University of Illinois biophysicists use Frontera supercomputer to study the formation and behavior of biological condensates
Credit: Han-Yi Chou, University of Illinois, Urbana-Champaign
The world inside the human cell grew a bit more interesting in recent years as the role of a new biological structure became clearer.
It was long believed that most important operations in the cell occur within organelles. “They’re there to do certain functions. For instance, mitochondria generate the energy that everything runs on,” explained Aleksei Aksimentiev, a professor of physics at the University of Illinois at Urbana-Champaign. “What is common to all of them is that they’re surrounded by a lipid membrane. What people recently discovered is there are organelles that don’t have lipid bilayers. They assemble spontaneously in the form of droplets. And those organelles have particular functions.”
In recent years, with improved imaging capabilities, the roles, occurrence, and behavior of these membrane-less organelles have become clearer. In 2017 they were given a name: biological condensates. They are thought to play a role in DNA repair and aging, and researchers believe a number of neurological diseases are related to the condensate not working properly, including Amyotrophic lateral sclerosis, or ALS, where nerve cells break down, leading to loss of muscular function.
“Let’s say you have DNA and it suddenly has a break. It’s usually a really bad thing, because it cannot replicate, but there’s a machinery that will come and repair it,” he explained. “A bubble of condensate forms that miraculously attracts only the molecules that are required to repair the DNA. There are all kinds of different condensates and they all recruit the right molecules somehow.”
How do these membrane-less organelles spontaneously form? And how do they recruit other molecules to help them?
The physics of this process appears similar to phase separation, like how oil and water spontaneously form droplets in the right conditions, but with some differences. In normal phase separation, temperature usually motivates the separation. In biology, it is a change in concentrations.
“We don’t know exactly how it works,” Aksimentiev said. “I’m specifically interested in how this recruitment happens, and how molecules recognize other molecules.”
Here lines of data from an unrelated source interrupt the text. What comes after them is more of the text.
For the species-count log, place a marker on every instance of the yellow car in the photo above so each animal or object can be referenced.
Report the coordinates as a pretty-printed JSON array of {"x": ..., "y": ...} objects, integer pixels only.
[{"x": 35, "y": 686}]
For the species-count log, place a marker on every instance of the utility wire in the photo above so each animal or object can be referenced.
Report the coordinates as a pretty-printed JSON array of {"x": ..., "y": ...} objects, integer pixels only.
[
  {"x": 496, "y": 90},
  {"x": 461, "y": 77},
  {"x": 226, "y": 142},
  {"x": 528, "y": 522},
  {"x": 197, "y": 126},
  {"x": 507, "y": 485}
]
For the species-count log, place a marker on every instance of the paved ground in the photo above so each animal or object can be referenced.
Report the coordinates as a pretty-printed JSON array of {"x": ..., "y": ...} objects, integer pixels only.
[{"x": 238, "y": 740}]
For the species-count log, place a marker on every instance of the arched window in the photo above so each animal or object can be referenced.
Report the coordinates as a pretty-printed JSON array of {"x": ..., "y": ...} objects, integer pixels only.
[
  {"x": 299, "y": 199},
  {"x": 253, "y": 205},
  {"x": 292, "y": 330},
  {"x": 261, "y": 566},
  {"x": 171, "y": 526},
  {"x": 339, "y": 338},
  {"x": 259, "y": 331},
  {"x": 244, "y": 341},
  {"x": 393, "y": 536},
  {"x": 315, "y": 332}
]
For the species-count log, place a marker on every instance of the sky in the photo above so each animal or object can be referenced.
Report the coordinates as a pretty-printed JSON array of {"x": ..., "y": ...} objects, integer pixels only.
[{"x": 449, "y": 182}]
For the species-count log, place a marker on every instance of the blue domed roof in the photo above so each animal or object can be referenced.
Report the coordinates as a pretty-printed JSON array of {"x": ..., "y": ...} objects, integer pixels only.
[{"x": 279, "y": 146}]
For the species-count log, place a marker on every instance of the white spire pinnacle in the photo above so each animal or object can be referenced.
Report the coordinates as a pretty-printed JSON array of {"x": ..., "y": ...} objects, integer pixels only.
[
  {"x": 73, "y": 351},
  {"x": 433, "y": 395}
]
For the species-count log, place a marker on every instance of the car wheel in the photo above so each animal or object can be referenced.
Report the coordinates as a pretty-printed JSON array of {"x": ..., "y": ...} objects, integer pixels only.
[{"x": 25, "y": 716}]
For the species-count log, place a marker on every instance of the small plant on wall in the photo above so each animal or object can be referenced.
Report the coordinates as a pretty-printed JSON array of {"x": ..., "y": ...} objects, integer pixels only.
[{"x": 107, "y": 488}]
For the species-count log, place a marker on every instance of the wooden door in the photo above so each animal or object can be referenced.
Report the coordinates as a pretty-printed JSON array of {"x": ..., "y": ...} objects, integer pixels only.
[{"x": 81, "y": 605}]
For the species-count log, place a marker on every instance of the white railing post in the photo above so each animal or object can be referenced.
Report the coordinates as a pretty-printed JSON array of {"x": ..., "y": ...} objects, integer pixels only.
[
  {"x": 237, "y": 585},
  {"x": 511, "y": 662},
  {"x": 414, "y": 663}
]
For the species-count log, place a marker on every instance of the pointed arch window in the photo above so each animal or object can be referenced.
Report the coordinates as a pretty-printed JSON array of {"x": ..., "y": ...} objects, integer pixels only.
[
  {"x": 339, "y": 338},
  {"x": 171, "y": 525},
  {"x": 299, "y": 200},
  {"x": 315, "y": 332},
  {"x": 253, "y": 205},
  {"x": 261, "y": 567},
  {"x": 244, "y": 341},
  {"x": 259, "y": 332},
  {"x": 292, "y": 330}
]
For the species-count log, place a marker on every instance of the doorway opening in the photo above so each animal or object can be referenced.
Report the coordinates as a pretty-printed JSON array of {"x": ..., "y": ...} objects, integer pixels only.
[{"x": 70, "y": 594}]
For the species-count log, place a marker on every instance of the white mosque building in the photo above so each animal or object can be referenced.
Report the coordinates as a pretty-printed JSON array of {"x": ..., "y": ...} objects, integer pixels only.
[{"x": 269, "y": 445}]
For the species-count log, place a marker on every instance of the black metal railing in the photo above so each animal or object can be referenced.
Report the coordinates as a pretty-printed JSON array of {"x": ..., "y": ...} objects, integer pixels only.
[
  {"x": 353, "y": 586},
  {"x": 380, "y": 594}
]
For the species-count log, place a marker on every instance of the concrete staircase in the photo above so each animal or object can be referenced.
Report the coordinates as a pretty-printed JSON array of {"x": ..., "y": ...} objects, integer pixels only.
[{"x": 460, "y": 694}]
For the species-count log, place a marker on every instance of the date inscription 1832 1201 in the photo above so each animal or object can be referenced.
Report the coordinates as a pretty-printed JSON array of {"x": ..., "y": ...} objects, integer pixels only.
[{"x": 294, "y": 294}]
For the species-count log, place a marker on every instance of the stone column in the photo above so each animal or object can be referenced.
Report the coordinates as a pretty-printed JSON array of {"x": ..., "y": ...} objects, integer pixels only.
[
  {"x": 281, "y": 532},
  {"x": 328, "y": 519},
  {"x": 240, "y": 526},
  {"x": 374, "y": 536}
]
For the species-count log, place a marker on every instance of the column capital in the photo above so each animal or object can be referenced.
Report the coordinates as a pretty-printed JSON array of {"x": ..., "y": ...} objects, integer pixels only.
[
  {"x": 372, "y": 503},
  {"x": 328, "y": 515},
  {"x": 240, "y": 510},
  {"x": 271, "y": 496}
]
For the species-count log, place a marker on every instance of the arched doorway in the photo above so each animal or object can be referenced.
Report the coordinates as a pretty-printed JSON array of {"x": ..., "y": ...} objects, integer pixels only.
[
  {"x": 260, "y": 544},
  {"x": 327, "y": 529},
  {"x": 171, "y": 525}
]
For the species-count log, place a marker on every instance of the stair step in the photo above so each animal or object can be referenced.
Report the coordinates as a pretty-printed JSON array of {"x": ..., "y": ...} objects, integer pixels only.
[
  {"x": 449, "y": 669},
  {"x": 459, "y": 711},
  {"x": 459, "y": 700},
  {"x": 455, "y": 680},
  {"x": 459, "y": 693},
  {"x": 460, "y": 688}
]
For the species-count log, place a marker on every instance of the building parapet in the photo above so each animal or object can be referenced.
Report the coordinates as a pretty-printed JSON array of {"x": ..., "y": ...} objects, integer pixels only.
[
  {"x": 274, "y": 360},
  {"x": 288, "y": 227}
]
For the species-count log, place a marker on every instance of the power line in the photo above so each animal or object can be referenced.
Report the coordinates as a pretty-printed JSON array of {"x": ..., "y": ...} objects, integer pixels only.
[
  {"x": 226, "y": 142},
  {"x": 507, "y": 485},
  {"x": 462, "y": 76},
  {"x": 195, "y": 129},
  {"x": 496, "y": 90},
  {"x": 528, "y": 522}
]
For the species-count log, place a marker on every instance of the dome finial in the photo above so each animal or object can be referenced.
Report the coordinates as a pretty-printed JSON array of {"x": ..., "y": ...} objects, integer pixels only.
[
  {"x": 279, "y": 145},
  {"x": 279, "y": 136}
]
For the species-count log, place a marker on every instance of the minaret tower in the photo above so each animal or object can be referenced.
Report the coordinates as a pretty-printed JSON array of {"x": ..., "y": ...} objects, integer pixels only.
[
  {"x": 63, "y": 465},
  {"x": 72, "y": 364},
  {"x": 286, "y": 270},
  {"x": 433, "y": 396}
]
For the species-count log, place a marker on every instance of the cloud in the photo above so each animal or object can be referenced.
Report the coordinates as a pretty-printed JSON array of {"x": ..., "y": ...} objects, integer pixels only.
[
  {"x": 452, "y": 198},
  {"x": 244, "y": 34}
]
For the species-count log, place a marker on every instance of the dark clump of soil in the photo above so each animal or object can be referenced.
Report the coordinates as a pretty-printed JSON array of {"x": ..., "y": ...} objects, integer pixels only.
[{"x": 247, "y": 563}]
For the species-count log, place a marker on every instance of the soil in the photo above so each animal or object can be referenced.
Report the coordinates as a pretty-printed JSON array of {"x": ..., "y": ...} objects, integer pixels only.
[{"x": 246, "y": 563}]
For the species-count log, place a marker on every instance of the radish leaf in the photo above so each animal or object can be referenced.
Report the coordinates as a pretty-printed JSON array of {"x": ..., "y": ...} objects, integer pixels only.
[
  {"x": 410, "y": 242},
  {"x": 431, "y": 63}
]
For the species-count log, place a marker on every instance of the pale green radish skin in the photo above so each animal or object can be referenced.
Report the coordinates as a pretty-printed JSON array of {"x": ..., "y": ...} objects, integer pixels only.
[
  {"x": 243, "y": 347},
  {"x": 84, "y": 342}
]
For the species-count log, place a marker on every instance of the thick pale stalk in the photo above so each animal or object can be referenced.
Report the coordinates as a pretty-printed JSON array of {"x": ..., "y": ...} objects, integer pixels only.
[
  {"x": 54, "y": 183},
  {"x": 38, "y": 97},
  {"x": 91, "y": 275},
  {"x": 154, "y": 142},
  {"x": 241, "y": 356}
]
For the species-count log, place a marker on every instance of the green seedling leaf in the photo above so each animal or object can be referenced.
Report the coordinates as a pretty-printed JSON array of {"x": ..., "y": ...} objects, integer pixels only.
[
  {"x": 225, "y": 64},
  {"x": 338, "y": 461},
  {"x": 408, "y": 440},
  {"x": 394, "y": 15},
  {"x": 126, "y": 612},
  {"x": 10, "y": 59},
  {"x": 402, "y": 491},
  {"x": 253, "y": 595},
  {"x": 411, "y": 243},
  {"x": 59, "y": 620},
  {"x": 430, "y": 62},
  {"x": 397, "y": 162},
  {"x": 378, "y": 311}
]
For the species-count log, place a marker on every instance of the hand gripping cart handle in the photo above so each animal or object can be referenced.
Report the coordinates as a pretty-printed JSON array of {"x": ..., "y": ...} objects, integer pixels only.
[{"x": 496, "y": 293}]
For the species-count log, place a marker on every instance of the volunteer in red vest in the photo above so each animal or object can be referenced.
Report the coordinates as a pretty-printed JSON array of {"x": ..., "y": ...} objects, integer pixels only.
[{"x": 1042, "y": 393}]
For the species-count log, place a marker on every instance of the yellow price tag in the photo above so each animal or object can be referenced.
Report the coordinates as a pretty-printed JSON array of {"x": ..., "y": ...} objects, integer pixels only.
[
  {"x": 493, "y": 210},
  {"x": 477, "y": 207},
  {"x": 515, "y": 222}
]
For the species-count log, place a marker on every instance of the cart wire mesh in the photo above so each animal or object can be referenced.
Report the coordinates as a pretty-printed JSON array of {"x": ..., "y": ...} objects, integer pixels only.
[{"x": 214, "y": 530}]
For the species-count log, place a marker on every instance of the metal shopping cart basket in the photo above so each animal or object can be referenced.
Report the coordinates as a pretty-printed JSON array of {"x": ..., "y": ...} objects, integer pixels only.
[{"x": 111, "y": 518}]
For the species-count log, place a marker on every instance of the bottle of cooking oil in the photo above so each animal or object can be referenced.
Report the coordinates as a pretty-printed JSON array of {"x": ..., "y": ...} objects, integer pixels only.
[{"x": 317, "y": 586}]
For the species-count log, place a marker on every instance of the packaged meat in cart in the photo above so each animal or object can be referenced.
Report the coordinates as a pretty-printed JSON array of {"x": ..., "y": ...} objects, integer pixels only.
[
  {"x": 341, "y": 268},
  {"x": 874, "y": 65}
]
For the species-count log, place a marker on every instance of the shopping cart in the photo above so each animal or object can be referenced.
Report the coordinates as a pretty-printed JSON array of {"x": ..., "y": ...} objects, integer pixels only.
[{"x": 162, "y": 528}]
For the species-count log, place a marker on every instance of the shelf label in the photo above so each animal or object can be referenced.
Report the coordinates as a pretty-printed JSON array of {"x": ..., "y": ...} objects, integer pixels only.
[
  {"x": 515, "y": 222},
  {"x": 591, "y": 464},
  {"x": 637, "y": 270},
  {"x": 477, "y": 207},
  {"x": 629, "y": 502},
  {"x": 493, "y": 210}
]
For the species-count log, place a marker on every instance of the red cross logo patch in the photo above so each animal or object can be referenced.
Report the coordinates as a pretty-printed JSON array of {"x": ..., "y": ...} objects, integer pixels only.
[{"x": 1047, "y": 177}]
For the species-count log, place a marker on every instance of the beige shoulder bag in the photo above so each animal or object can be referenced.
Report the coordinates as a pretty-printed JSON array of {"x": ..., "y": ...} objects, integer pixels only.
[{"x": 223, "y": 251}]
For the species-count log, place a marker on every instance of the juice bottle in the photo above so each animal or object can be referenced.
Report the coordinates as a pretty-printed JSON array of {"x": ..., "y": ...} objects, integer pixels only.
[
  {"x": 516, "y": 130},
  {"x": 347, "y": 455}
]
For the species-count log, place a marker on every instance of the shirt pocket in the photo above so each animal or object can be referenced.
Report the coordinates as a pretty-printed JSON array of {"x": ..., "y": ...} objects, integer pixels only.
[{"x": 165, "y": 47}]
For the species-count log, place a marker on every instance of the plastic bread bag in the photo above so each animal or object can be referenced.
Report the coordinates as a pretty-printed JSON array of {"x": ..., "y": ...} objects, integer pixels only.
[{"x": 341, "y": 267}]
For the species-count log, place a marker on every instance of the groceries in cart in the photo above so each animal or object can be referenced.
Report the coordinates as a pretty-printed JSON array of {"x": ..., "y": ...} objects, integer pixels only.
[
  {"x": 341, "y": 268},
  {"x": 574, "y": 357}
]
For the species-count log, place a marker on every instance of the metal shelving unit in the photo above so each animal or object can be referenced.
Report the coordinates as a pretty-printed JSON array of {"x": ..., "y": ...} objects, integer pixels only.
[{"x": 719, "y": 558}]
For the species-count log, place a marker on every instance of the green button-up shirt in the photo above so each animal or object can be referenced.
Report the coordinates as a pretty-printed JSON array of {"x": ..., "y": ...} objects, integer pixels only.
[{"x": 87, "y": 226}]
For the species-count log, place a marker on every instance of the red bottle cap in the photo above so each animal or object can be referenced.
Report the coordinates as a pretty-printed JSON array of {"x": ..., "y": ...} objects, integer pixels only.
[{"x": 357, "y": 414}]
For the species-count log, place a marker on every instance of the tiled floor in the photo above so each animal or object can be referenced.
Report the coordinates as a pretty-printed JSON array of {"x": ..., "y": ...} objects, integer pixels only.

Aksimentiev is using the Frontera supercomputer at the Texas Advanced Computing Center (TACC), one of the fastest in the world, to better understand this process. Over the last decade, he and others developed the tools and methods to explore the behavior of biological systems at the atomic level using molecular dynamics simulations.
Aksimentiev is able to simulate biological systems with millions of interacting atoms in a realistic environment for microseconds or even milliseconds — the timescales at which biological systems operate. Today’s supercomputers allow larger, faster simulations, and permit scientists to ask and answer new questions.
Even by the standards of the field, biological condensates are challenging to study computationally. Unlike other ordered systems like proteins with known rigid structures, or disordered systems like water, biological condensates are what’s known as ‘partially disordered’ — a particularly hard type of structure to simulate.
Writing in the Journal of Physical Chemistry Letters in May 2020, Aksimentiev and graduate student Han-Yi Chou described coarse-grained molecular dynamics simulations on Frontera that charted the phase diagram (a graphical representation of the physical states of a substance under different conditions of temperature and pressure) of one particular biomolecular condensate — fused in sarcoma (FUS). A nuclear DNA/RNA binding protein, FUS regulates different steps of gene expression, including transcription, splicing and mRNA transport. The research was supported by grants from the National Science Foundation and the National Institutes of Health.
The researchers showed that a particle-based molecular dynamics model can reproduce known phase separation properties of a FUS condensate, including its critical concentration and susceptibility to mutations.
They also showed that they could use chain collapse theory to determine the thermodynamic properties of the condensate and to link them to changes in the shape of individual condensate molecules.
The behavior of a biological condensate, with all its complex inter- and intramolecular interactions, can be described by a polymer physics model, they found. This makes computer modeling a useful tool for uncovering the behavior of these still-mysterious cellular actors.
Aksimentiev’s research sets the stage for future studies that will elucidate the molecular mechanisms driving the formation of droplets in more complex biological condensates, like those that repair RNA. The work is one step on a long path to fully elucidate the mystery of biological condensates in cells — another trick of nature slowly uncovered.